We apply BCKD to train VetStar, enabling it to distill knowledge from a larger teacher model without an increase in the parameter count, enhancing accuracy while maintaining compactness.
4. Limitations
This study has several limitations. First, while the system provides rapid and automated interpretation, a direct comparison with manual interpretation results was not included in this study. Such an analysis could provide additional insights into the advantages and limitations of automated detection. Second, although our system has already been deployed in 17 laboratories, where it is mainly used for detecting antibiotic residues in pig urine and chicken meat, the experiments reported in this paper were conducted only on pig urine samples. Other livestock-derived products, such as milk, meat, and poultry, could also be used for further validation to demonstrate the robustness and generalizability of the system. Future research will extend the evaluation to these sample types. Third, the evaluation of bottom plate color was limited to qualitative visual analysis. Quantitative measurements such as luminance or signal-to-noise ratio, together with detailed lighting spectrum and color-rendering index characterization, will be included in future work. Finally, the cost-effectiveness of the proposed system was not compared with conventional methodologies. A systematic cost analysis in future work would help highlight the economic advantages of our device for large-scale use.

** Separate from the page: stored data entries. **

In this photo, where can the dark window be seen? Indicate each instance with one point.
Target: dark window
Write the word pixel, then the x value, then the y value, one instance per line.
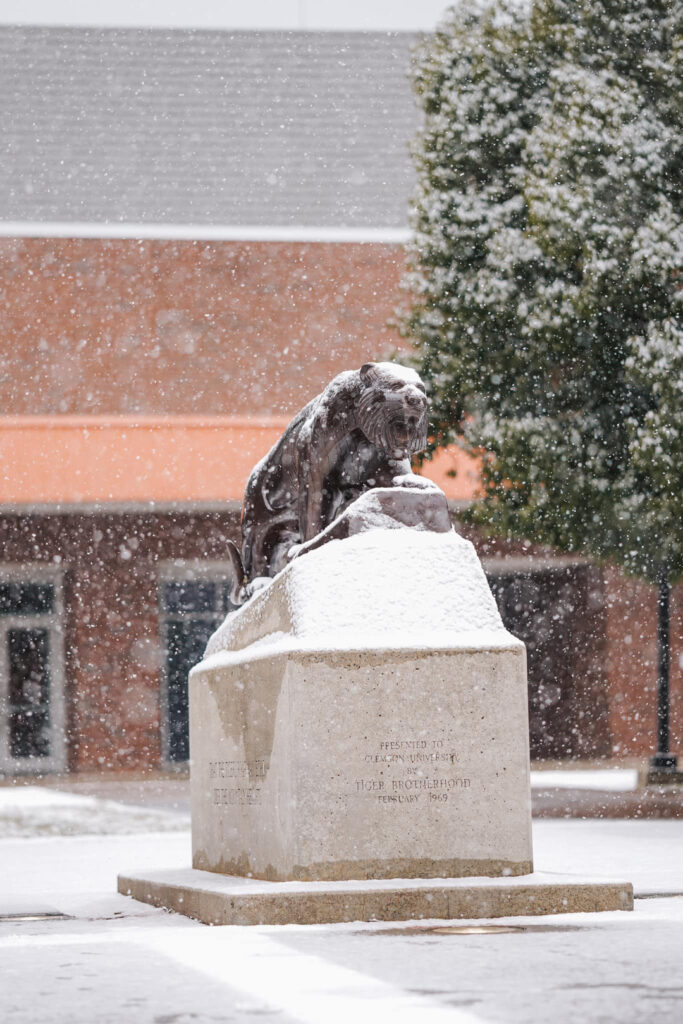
pixel 193 610
pixel 26 598
pixel 190 595
pixel 29 693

Furthermore, the data were collected under fixed lighting conditions, which resulted in a limited dataset. No external datasets were used to validate the proposed model. Additionally, due to the challenges in collecting invalid results, we did not include invalid class modeling in this study. Future research will focus on gathering data from diverse regions, incorporating invalid classes, and conducting robustness testing to evaluate the model’s generalization under various conditions.
5. Conclusions
In veterinary antibiotic residue detection, colloidal gold antigen–antibody tests are often manually interpreted. However, due to variability in personnel and lighting conditions, interpretation results can be inconsistent. To accelerate the automation process in food safety laboratories, we developed a veterinary antibiotic residue detection system that operates on an embedded platform. Traditional intelligent interpretation methods for antigen–antibody test cards typically treat the task as an image classification problem. However, in order to achieve high-throughput result interpretation, we employed an object detection approach and implemented an efficient antigen–antibody test card detection system on the RK3568 chip. To improve detection efficiency, we proposed the VetStar algorithm, which is designed specifically for rapid and accurate antigen–antibody test card on the embedded hardware. VetStar incorporates a custom feature extraction module, StarBlock, which is known for its strong representation capabilities even in shallow networks. Additionally, we developed a lightweight detection head based on the YOLOv8 architecture, tailored for the antigen–antibody test card interpretation task. Compared to the YOLO series models evaluated in this study, VetStar demonstrates significant advantages in terms of model size, although a slight gap in detection accuracy remains. To further improve accuracy, we incorporated the logic-based knowledge distillation method, BCKD, using the YOLOv11n model with a single detection head as the teacher. After distillation, VetStar’s mAP50 accuracy increased to 97.4%, narrowing the accuracy gap with YOLOv11n to just 0.4%. Deployment experimental on the RK3568 embedded device revealed that VetStar is 4.6 times faster than YOLOv10n and 13.5 s faster than YOLOv11n, which achieved the highest mAP50. In conclusion, the veterinary antibiotic residue detection system we developed delivers both high detection accuracy and fast inference speed, making it suitable for the high-throughput result interpretation demands of colloidal gold antigen–antibody test cards in food safety laboratories.